Thoracic suction - high volume, low pressure

When thoracic suction is needed, it has to handle large volumes of air. However, if it is at high pressure, it can suck lung or other tissue into the tubing, blocking it. Air may leak elsewhere even causing tension.

Therefore thoracic suction is high volume (litres per minute) at low pressure (in the range of 15 - 25 cm of water).

Historically this was achieved by using a series of rotating pumps called “Roberts”. More recently high volume The Ohmeda wall suction units (Ohmeda Thoracic suction kit and wall mount - reference code: 1520151) are generally the most reliable

One of the main differences in the available drainage systems is the method used to manage suction:

  1. must have no obstruction throughout whole system i.e. the tubing, the valve, the air outlet on the bottle, the suction unit itself.

  2. Thoracic suction should only be used on wards where the staff are familiar with chest drain suction.

  3. A drain is safer with no suction than suction which is not working correctly.

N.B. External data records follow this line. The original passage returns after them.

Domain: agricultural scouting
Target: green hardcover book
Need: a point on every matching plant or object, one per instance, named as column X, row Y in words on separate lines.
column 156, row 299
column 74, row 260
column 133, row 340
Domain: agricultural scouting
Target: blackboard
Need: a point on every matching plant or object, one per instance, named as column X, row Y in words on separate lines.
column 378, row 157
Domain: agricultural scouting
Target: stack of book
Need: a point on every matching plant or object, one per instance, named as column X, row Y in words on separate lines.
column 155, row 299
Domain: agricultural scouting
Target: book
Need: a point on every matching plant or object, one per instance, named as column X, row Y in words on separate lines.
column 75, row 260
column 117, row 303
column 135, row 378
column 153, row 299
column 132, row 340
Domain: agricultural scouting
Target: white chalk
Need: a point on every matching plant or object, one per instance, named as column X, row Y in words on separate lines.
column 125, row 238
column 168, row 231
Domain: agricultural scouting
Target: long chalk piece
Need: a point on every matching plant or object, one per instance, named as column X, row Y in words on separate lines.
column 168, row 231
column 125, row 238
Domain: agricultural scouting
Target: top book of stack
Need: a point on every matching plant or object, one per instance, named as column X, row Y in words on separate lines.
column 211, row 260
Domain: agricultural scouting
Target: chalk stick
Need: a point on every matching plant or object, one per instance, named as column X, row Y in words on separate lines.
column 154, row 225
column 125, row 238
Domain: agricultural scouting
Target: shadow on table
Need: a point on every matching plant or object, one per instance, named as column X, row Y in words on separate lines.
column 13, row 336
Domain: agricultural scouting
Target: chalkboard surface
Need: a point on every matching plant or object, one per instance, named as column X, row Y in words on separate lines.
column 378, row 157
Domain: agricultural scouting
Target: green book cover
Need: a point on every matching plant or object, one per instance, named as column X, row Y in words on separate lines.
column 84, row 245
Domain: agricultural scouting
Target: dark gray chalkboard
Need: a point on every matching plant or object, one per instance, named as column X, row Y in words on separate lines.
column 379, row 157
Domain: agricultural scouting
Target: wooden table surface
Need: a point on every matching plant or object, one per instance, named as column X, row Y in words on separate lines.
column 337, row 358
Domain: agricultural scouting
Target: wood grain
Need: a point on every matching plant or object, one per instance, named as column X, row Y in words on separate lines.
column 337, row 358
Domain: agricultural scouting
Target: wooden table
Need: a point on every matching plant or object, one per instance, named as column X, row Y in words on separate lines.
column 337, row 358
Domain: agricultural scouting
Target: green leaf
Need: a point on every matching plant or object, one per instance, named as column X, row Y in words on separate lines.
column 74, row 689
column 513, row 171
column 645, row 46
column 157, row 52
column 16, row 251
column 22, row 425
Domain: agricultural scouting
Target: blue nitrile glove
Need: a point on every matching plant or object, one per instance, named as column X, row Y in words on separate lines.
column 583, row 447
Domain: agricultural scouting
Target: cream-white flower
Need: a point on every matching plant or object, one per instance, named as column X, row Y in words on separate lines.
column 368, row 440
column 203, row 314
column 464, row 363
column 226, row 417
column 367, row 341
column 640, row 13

  4. Close surveillance is therefore required by nursing staff trained to recognise faults in the drainage and suction system. It is better to remove suction than to use a faulty device.


General surgical suction

Standard surgical suction is used for:

  1. Aspirating an airway

  2. Intra-operative suction

  3. Aspirating a sump nasogastric tube - Thoracic suction is inappropriate for nasogastric tubes. High pressure suction general surgical suction should be used and an underwater seal is not required. It is working adequately if there is a continuous flow of air or fluid through the air inlet and back through the drain. If there is gastric fluid leaking out the air inlet tubing, the suction is not set high enough. There should be no need to elevate or spiggot the air inlet tubing. (High grade suction on a non-sump nasogastric will suck the mucosa into the holes, blocking them. The sump tubes have a double lumen to prevent this happenning.